When I use a port utility to check the open ports, it shows that “System” with 100’s of 5666 and 12489 ports in CLOSE_WAIT status, even though I stop the nsclientpp service. I can kill those, but there is always at least one 5666 and 12489 port in listening state, held open by System, which I can’t kill. Thus the error above when attempting to start NSClient. I confirmed the NSclientpp service was off during the checks and attempts to close all the 5666 and 12489 ports.

This originally only affected one server - now at least 12 have this problem. Is there anything I can do to kill that port short of rebooting? Also, is there any way I can tweak nsclient++ so this doesn’t keep happening?

Thanks for any and all assistance,

Mike


#2

Forgot to mention…

We do not have anything using that port. The port stays open until the server is rebooted. Is seems to be left hanging since the last stop of the NSClientpp service, since I usually catch this problem upon restarting the service.

Thanks!

Mike


#3

Humm, nothing I have encounterd really.

It might be such especially a problem in the NSCA module (discovered recently9 could “hang” socket threads, but I am doubt full if this is the case here…

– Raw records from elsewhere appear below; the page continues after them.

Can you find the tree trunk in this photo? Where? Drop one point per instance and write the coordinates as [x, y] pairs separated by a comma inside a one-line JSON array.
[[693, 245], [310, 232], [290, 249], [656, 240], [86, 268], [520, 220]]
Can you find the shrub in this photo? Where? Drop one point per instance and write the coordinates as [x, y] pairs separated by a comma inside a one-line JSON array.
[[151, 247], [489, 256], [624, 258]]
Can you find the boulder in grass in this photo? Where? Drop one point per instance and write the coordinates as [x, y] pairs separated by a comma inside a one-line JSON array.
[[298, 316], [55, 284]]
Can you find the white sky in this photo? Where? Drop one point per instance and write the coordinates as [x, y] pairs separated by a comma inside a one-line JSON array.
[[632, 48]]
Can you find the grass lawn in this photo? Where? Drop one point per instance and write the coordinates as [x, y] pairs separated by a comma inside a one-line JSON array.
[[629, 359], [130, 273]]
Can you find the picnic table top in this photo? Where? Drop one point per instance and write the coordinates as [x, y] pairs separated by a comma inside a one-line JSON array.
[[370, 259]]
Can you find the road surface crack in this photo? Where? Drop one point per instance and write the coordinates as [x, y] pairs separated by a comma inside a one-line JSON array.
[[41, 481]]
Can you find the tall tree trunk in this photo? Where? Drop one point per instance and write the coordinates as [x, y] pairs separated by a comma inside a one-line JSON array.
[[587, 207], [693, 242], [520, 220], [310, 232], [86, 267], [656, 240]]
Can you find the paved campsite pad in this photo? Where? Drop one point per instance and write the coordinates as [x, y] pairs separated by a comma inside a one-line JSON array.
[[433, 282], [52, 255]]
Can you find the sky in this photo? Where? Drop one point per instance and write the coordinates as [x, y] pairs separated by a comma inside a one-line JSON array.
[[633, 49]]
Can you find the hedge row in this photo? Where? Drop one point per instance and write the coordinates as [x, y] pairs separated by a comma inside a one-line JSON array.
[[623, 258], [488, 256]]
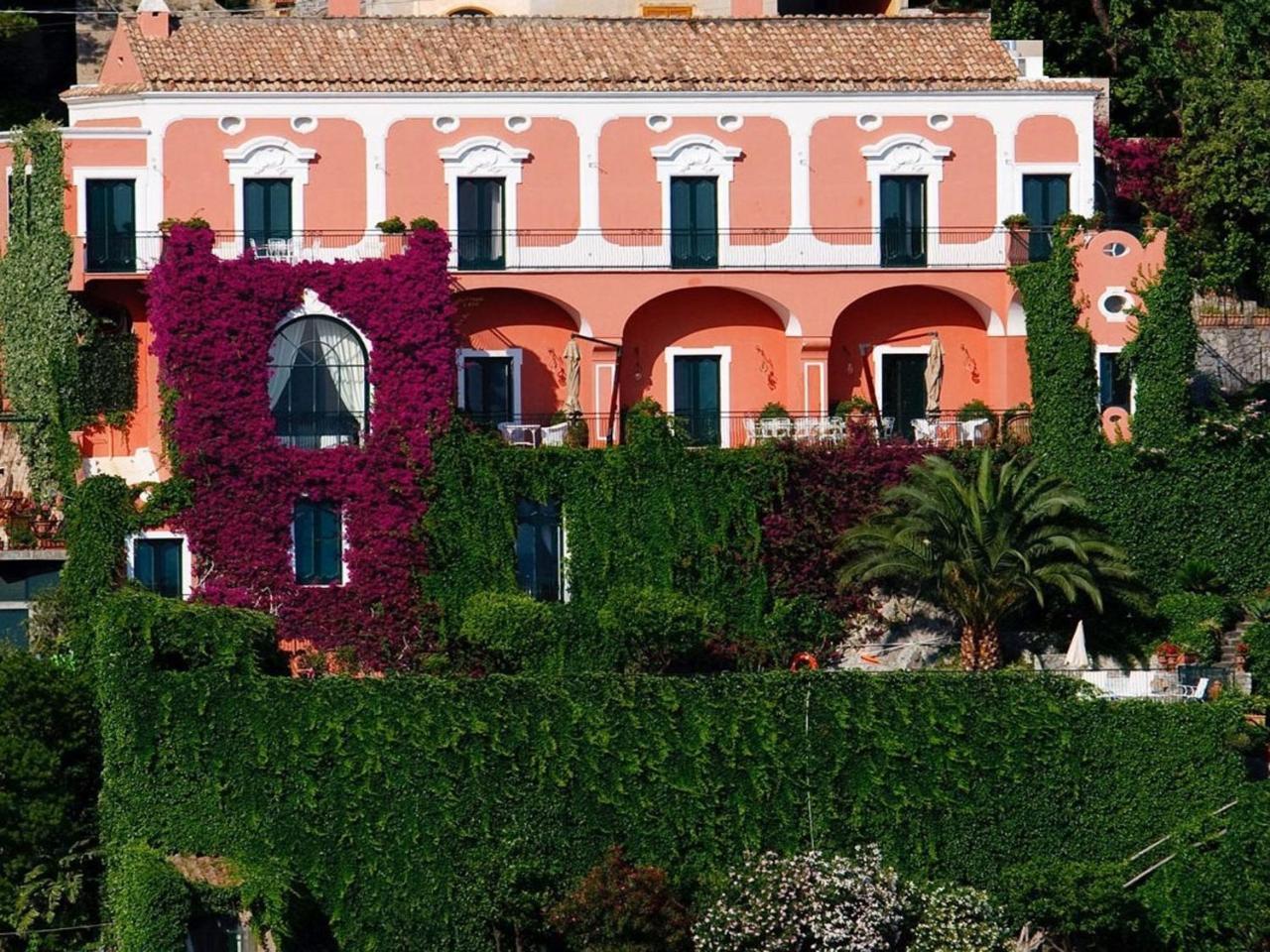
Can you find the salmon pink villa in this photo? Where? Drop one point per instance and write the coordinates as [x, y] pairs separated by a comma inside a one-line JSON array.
[[717, 214]]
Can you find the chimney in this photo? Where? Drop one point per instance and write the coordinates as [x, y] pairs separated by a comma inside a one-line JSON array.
[[154, 18]]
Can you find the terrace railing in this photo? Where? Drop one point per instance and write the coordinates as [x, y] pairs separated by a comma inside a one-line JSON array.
[[739, 429], [597, 250]]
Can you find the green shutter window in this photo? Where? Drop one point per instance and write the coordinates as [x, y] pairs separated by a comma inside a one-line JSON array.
[[266, 211], [158, 565], [698, 399], [903, 221], [539, 543], [111, 244], [488, 389], [1046, 200], [480, 225], [694, 222], [318, 540]]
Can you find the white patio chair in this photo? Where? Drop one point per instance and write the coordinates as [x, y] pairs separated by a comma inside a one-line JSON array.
[[520, 434], [554, 435], [924, 430], [974, 431]]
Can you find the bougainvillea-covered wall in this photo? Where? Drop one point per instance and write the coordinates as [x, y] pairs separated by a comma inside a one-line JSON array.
[[213, 322]]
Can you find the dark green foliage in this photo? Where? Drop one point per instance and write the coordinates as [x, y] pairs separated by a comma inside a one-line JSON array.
[[648, 515], [108, 376], [50, 772], [512, 633], [654, 629], [1193, 498], [622, 907], [1194, 622], [422, 811], [1162, 358]]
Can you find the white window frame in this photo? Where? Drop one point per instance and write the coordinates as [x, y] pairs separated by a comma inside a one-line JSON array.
[[698, 157], [724, 354], [187, 565], [270, 158], [343, 547], [906, 154], [485, 158], [313, 306], [1072, 171], [517, 356], [1097, 372], [81, 176], [879, 350]]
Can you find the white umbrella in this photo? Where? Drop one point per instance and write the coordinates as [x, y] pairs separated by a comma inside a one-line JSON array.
[[934, 376], [1078, 657], [572, 377]]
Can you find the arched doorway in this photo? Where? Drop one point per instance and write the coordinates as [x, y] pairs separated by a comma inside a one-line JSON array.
[[512, 356], [708, 356], [880, 345]]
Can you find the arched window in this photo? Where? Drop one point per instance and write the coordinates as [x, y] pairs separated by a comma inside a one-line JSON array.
[[318, 385]]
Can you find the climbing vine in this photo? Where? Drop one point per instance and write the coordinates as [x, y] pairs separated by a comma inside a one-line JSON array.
[[42, 322]]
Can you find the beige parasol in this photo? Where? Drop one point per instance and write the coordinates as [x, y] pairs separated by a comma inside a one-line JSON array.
[[572, 377], [934, 376]]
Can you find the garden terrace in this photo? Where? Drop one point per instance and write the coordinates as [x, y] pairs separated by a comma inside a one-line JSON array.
[[458, 805]]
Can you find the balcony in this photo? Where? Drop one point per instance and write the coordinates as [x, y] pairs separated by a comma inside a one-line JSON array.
[[942, 430], [608, 250]]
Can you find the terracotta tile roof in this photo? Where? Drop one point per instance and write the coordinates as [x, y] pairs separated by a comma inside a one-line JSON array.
[[513, 54], [206, 870]]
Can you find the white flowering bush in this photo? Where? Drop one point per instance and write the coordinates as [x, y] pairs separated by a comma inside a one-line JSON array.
[[808, 902], [955, 919]]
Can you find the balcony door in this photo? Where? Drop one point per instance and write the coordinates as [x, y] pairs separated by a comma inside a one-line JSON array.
[[1046, 200], [903, 221], [481, 223], [112, 225], [698, 399], [488, 389], [694, 222], [266, 211], [903, 390]]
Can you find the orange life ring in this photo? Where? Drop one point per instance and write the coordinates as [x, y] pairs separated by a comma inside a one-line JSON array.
[[804, 658]]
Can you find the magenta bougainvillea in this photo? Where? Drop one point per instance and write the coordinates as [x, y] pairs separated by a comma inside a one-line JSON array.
[[213, 322]]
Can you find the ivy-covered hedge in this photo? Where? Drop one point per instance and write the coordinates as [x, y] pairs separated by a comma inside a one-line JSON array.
[[1175, 493], [426, 812]]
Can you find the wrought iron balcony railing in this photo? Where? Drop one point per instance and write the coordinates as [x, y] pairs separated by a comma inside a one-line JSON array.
[[613, 249]]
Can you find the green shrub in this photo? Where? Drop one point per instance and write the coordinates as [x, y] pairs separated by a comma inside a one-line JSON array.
[[956, 919], [654, 627], [622, 907], [513, 633], [1196, 622], [1257, 639]]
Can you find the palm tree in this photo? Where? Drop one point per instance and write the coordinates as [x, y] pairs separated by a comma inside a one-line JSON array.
[[983, 547]]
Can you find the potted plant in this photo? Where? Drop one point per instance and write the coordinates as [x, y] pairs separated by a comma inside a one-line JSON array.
[[1019, 238], [391, 226]]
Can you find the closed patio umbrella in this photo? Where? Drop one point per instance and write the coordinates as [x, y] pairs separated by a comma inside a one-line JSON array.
[[934, 376], [572, 377], [1078, 656]]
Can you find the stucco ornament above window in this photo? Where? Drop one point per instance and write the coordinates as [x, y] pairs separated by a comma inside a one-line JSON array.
[[270, 158], [483, 157], [906, 153], [695, 155]]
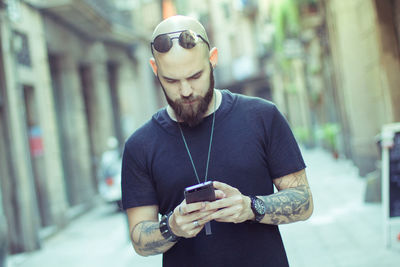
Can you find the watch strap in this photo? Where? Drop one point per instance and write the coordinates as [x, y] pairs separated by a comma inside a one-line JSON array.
[[165, 229], [258, 216]]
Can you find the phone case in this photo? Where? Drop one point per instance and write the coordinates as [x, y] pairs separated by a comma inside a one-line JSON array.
[[200, 192]]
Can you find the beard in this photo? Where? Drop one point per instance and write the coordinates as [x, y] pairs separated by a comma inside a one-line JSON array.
[[192, 115]]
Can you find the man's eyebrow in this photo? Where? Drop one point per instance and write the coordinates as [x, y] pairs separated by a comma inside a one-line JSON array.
[[196, 74], [190, 77]]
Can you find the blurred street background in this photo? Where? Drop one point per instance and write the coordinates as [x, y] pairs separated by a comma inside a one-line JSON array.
[[75, 82]]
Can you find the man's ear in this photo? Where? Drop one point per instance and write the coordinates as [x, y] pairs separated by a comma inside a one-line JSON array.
[[153, 65], [213, 56]]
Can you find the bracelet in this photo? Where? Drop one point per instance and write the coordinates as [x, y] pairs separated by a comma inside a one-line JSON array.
[[166, 231]]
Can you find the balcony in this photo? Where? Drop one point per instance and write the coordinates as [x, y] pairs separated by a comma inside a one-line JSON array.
[[96, 19]]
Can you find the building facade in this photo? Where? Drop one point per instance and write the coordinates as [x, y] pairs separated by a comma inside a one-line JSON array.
[[74, 74]]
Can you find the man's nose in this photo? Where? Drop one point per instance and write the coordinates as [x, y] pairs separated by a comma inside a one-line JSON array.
[[186, 89]]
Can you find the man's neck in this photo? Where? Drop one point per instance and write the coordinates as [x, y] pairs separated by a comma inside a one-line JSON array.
[[216, 97]]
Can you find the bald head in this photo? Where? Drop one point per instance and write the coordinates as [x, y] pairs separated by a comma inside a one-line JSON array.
[[179, 23]]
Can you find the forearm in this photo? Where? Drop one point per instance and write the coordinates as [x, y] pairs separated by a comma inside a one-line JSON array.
[[288, 205], [147, 239]]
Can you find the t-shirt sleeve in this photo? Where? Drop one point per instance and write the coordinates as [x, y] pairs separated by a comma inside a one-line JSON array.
[[283, 153], [136, 184]]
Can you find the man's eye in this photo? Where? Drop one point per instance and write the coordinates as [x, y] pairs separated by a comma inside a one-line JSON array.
[[195, 77]]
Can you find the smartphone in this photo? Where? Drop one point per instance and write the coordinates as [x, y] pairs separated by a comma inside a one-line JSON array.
[[200, 192]]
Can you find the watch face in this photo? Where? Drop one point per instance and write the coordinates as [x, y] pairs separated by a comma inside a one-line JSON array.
[[259, 206]]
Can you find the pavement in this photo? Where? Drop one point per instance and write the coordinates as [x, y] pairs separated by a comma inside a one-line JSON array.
[[343, 231]]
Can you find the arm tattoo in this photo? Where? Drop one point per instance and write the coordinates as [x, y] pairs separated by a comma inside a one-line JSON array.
[[292, 203], [288, 205], [147, 239]]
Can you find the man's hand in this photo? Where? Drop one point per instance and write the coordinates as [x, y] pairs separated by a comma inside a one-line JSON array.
[[189, 219], [234, 207]]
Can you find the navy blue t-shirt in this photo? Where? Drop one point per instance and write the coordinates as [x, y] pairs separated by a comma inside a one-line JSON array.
[[252, 145]]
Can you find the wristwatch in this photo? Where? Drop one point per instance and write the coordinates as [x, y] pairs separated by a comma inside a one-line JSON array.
[[258, 208], [165, 230]]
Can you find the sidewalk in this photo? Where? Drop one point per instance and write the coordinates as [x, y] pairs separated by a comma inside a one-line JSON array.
[[343, 231]]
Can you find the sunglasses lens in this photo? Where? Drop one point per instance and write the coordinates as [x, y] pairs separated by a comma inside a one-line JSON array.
[[187, 39], [162, 43]]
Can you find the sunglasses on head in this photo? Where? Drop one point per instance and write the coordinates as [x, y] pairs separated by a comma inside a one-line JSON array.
[[187, 39]]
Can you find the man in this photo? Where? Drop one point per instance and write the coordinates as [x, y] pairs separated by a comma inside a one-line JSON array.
[[243, 144]]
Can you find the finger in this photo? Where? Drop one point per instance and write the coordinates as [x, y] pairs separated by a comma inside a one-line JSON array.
[[219, 194], [227, 189], [224, 214], [189, 208], [199, 215]]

Anyways, I would need a reproducable scenario to debug such an issue.

// Michael Medin


#4

Mickem,

Meanwhile, can you suggest any ways we can force the “System” process to close those two ports? We have about 12 critical servers we both can’t launch Nagios on, or reboot at this time, which we really need to monitor.

Thanks

Mike


#5

I have never experience this issue, which is why I find this strange.

Usually windows closes all resource when it closes the program allocating them.
Thus when the program dies they should have been released.

I assume you have verified that no processes are running?
(nothing under NSClient++ in task manager or some such)

Another option to “get around it” would be to temporarily change the port.

// Michael Medin


#6

Yeah - I’ve never seen the behavior either, so I figured changing the port would be the only option. So, I’ll schedule changing the ports, rolling out a new config to each system, then restarting the service.

Thanks

Mike


#7

Hi!

Try to turn off embedded Windows Firewall, if this helps - try to add NSClient++.exe to list of trusted programs in the firewall.

P.S.: sorry for my bad english


#8

Having exactly the same issue.

Using TCPview to find a local process client to 5666 and 12489 local.

Restarting NSClient Services keeps this 2 sockets actives.

I was able to resolve by adding 127.0.0.1 as allowed_hosts in NSC.ini …


#9

Also had this issue running the 0.3.9 x64 client. For me the issue was that I had a vbs script testing NTP with the w32tm command, and this had crashed. Upon killing this process I was able to restart nsclient++ without rebooting a production server.

So tips for future troubleshooters, use Sysinternals Process Explorer and lookup nsclient and possible hung child processes.


#10

An issue in 0.3.9 (fixed in 0.4.0) is the reuse flag so this should hopefully be fixed in 0.4.0 (if anyone encounters this on 0.4.0 and later let me know)

// Michael Medin


#11

We recently have the same issue on nsclient v0.4.1.102. When we update the scripts and the nsclient.ini we need to restart the nsclient service to use the new settings. In some cases we get the same error as described here and also a lot of ports in status close_wait status with a pid that is not active anymore in the tasklist … bind nsclient to 127.0.0.1 does not fix the issue.